That’s the way they do things outre Manche: the chairman of France Telecom, Marcel Roulet, is expected to resign shortly because the new French government does not agree with his plans to reorganise the company, French newspapers said: Roulet believes it is necessary for the company to have a quick change in its statutes which […]
That’s the way they do things outre Manche: the chairman of France Telecom, Marcel Roulet, is expected to resign shortly because the new French government does not agree with his plans to reorganise the company, French newspapers said: Roulet believes it is necessary for the company to have a quick change in its statutes which would enable it to have its own share capital and to sell stakes in itself to strategic partners, the French telecommunication minister Francois Fillon wants to go slow, and Liberation said Roulet would resign yesterday to be replaced by Noel Forgeard, currently head of Lagardere Groupe’s Matra defence unit; Le Monde said that apart from Forgeard, who was a technical councillor to Jacques Chirac in 1986 and 1987 when the latter was Prime Minister, there were also other names on a short-list – Jean-Pierre Chamoux is close to Finance Minister Alain Madelin and industry ministry director general for industrial strategy Didier Lombard is also mentioned; even Roulet wanted to play a Canute role, with the state keeping a majority holding and employees retaining their status as civil servants – all of which is terrible news for Sprint Corp, making it well-nigh impossible for the US to approve the France Telecom-Deutsche Telekom investment, and even making it harder for an already sceptical Brussels to nod through the Franco-German alliance.

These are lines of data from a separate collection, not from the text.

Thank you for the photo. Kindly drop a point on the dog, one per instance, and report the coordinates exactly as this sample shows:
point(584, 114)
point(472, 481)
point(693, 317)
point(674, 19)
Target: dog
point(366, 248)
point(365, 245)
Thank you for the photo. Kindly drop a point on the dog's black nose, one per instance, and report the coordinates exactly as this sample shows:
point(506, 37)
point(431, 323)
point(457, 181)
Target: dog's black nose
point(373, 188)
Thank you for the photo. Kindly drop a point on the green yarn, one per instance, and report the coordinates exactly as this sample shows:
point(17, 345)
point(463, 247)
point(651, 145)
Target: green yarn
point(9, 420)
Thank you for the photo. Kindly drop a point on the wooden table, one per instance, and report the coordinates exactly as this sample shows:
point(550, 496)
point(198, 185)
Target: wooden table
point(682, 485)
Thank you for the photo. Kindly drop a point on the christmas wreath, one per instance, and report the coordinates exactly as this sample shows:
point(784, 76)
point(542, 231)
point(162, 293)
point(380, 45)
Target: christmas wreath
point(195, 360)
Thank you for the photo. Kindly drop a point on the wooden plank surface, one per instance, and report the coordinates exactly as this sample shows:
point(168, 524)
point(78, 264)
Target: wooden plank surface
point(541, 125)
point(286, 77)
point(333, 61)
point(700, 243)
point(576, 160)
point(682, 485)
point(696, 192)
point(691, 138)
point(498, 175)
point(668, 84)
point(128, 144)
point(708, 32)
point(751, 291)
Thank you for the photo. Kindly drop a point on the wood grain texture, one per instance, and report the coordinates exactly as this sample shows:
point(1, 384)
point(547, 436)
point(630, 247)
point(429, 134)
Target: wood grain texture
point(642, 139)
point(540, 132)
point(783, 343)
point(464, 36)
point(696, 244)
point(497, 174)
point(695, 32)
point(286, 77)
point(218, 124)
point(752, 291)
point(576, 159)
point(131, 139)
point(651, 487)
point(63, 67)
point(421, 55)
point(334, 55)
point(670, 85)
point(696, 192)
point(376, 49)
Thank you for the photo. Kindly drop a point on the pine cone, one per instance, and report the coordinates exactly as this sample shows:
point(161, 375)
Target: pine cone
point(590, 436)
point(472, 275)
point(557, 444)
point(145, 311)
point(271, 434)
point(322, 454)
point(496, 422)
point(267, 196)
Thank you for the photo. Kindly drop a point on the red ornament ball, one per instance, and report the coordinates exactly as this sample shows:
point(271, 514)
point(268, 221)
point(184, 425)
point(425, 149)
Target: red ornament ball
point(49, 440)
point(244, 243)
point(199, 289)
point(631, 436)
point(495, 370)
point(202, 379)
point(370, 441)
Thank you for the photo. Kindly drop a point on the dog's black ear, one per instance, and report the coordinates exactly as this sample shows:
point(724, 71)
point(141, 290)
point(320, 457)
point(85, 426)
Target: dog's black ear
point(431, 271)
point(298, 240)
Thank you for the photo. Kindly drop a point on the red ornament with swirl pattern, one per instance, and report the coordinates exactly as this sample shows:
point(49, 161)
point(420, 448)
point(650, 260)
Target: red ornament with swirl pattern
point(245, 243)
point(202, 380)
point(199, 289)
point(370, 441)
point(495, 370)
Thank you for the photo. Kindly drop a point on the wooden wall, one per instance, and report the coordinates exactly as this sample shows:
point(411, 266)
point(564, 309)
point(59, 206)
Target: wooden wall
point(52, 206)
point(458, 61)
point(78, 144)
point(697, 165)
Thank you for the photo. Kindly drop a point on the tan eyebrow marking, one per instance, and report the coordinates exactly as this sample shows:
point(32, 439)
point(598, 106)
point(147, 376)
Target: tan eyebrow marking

Unisource NV has now finalised its Uniworld venture with AT&T Corp.
John Bentley, the UK entrepreneur who made a his last fortune in the booming video rental market of the early 1980s, has been revealing a few more details of his Viewcall Europe Ltd television-based home-shopping service that will now start next year: the unique feature is a black box that links up existing television sets to a standard telephone socket – from Online Media Ltd; the Viewcall system will enable viewers to buy goods from any retailers that sign up to the service and will offer a range of local information services; the Viewcall service is due to be tried out in 1,000 homes later this year, and it will cost ú1.50 a week, inclusive of the black box receiver unit and access to the Internet; Viewcall already trades in London under the Rule 4.2 matched-bargain market but is hoping to get a listing under the newly-launched Alternative Investment Market; it raised ú770,000 in its offer for subscription back in March (CI No 2,612).
Microsoft Corp has acquired the intellectual property rights of Guildford, Surrey-based Network Managers (UK) Ltd’s network management systems and applications based on Simple Network Management Protocol on undisclosed terms, and will integrate Network Managers’ NMC Vision technology into the BackOffice integrated server software suite.
Sacramento, California-based Packard Bell Electronics Inc duly beat all its rivals to the punch by unveiling its Christmas collection of personal computers in July when it showed off its new line of home computers and said they will begin shipping this month: the new line is designed not to replace existing personal computers but to increase the overall size of the home computer market by providing small, easy to use computers that will fit easily in the home; the collection includes a wedge-shaped computer designed to slide into the corner of a room or desk, a Slim Line model, and a Designer Tower model to fit beneath or alongside a desk; they offer pre-installed software for the three leading on-line services and direct Internet access and have a remote control unit that enables users to operate the machine like a television or stereo.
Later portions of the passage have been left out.